Archiv der Kategorie 'Kritik & Theorie'

Weder Hitler noch normal – Thesen zum WM-Nationalismus und seinen Gegnern, Teil 2

So komplex es auch wäre, den nationalen Fußballwahn im Allgemeinen – und den deutschen im Speziellen – zu kritisieren, so leicht scheint es deutschen Linksradikalen zu fallen, sich in diesem Punkt einig zu werden. Anders gesagt: So zerstritten deutsche Linksradikale auch aus gutem Grunde in nahezu allen grundsätzlichen und sachbezogenen Fragen sind, um so leichter fällt es ihnen, in der Ablehnung der deutschen Fußballnationalmannschaft einig zu sein. Der Neuköllner Fahnenstreik (Deutsch-Libanesen gegen Autonome) hat es in die Zeit gebracht; der Göttinger Fahnenraub immerhin ins Tageblatt. In Hannover-Linden wurde nach dem Halbfinale ein stadtbekannter Antiimp beobachtet, wie er sich für das Recht prügeln wollte, Spanien-Fan zu sein – nur fand er in der linksliberalen Kneipe, in der er sich betrunken hatte, niemanden, der ihm dieses Recht streitig machen wollte.
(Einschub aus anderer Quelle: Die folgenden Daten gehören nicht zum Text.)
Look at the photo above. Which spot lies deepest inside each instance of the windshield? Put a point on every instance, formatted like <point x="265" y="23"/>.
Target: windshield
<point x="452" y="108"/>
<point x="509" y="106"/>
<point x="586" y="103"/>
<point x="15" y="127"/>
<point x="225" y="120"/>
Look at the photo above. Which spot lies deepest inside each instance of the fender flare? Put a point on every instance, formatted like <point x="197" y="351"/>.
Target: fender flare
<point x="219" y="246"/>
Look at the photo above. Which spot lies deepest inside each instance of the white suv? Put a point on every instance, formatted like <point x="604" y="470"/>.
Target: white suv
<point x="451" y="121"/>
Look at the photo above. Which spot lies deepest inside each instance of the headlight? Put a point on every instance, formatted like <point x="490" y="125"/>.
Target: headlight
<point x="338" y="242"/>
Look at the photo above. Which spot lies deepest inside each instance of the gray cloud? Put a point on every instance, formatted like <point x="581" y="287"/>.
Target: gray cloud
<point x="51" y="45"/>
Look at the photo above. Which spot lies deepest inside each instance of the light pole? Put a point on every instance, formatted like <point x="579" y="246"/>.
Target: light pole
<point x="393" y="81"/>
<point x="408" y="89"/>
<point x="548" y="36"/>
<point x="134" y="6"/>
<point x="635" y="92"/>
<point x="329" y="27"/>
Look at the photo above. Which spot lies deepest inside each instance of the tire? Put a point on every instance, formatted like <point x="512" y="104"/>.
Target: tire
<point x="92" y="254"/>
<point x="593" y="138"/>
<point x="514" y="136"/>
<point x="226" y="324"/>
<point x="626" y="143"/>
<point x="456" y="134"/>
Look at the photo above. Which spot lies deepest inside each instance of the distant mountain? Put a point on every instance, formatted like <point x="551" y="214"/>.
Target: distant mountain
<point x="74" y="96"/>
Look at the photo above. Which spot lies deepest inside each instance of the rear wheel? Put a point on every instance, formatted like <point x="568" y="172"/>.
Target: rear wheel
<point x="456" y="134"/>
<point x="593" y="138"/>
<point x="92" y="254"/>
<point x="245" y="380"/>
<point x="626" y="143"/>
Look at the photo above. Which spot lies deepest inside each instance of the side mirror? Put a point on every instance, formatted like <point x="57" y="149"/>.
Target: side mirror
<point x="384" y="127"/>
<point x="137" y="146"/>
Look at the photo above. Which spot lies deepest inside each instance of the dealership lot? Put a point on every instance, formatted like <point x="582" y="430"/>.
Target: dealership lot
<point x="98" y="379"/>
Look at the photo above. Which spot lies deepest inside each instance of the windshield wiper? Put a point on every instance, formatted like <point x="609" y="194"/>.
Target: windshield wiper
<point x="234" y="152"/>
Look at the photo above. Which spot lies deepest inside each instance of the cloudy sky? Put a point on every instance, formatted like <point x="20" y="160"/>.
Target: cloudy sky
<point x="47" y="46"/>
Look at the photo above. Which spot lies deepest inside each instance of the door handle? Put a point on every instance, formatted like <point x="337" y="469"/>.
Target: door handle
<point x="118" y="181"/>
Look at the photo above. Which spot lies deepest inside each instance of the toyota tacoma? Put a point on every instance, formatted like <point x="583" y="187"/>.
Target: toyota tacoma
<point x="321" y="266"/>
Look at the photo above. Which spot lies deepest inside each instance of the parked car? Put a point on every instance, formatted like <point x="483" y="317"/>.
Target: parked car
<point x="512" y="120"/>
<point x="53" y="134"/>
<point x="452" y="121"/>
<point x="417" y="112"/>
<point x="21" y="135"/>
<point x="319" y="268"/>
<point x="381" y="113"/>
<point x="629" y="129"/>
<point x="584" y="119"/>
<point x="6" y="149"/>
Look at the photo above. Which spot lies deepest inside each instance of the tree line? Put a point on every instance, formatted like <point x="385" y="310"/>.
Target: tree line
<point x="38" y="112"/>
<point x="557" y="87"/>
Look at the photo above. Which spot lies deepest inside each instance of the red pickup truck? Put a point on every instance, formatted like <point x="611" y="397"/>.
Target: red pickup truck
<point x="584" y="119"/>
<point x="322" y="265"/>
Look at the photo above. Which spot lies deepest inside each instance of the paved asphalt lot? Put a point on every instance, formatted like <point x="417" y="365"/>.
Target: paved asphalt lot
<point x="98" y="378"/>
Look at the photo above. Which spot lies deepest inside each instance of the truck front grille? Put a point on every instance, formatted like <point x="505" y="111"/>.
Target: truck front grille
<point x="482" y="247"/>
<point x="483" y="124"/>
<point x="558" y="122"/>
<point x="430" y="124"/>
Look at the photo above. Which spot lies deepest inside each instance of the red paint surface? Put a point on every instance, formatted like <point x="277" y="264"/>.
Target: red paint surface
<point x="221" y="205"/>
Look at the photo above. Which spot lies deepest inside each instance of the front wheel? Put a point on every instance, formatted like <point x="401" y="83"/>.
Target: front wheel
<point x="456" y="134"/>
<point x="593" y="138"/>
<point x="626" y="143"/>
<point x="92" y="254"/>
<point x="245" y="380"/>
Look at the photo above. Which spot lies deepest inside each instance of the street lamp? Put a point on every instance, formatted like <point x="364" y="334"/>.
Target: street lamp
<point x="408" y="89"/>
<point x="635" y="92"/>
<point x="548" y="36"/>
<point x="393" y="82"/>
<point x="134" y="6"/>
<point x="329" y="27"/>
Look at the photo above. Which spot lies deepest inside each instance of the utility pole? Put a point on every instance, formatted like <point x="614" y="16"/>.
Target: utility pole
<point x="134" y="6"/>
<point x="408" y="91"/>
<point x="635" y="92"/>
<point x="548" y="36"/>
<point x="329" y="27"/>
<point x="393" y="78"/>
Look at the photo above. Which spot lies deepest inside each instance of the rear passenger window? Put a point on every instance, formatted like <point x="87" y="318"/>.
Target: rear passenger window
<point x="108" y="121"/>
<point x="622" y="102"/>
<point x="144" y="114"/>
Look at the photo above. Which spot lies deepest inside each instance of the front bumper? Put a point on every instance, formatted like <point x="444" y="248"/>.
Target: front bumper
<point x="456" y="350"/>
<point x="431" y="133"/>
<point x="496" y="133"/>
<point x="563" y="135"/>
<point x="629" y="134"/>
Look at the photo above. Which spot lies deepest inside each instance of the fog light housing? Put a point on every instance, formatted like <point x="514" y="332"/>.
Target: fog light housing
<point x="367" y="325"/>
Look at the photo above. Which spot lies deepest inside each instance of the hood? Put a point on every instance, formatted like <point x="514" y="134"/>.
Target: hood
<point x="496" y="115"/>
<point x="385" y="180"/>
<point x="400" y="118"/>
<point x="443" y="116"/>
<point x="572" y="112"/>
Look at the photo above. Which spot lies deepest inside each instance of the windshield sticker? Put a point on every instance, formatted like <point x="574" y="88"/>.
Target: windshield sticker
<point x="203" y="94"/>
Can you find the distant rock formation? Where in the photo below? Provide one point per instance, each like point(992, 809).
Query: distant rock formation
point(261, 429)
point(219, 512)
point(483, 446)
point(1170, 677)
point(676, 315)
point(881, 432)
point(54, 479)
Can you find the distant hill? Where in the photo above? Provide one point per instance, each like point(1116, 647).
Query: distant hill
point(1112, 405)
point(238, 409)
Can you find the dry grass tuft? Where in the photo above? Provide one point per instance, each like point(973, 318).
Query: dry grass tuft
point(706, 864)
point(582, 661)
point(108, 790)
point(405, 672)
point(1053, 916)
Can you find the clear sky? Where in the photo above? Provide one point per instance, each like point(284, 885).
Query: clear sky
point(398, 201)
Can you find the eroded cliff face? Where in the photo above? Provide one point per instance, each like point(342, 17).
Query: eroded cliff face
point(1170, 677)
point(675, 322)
Egal: Antifas, Autonome, Antinationale und Antideutsche – sie alle freuen sich, wenn die DFB-Auswahl verliert, und sie alle finden es gar schröcklich, wenn sie gewinnt, bzw. wenn Deutsche diesen Sieg dann feiern. Wie der Mainstream versucht, jeden noch so rassistischen Ausbruch der Fußball-Deutschen als friedliches Fest zu verkaufen, so versucht die Linke im Gegenzug, jeden blöden Deutschland-Deutschland-Sprechchor zum Beinahe-Pogrom aufzubauschen.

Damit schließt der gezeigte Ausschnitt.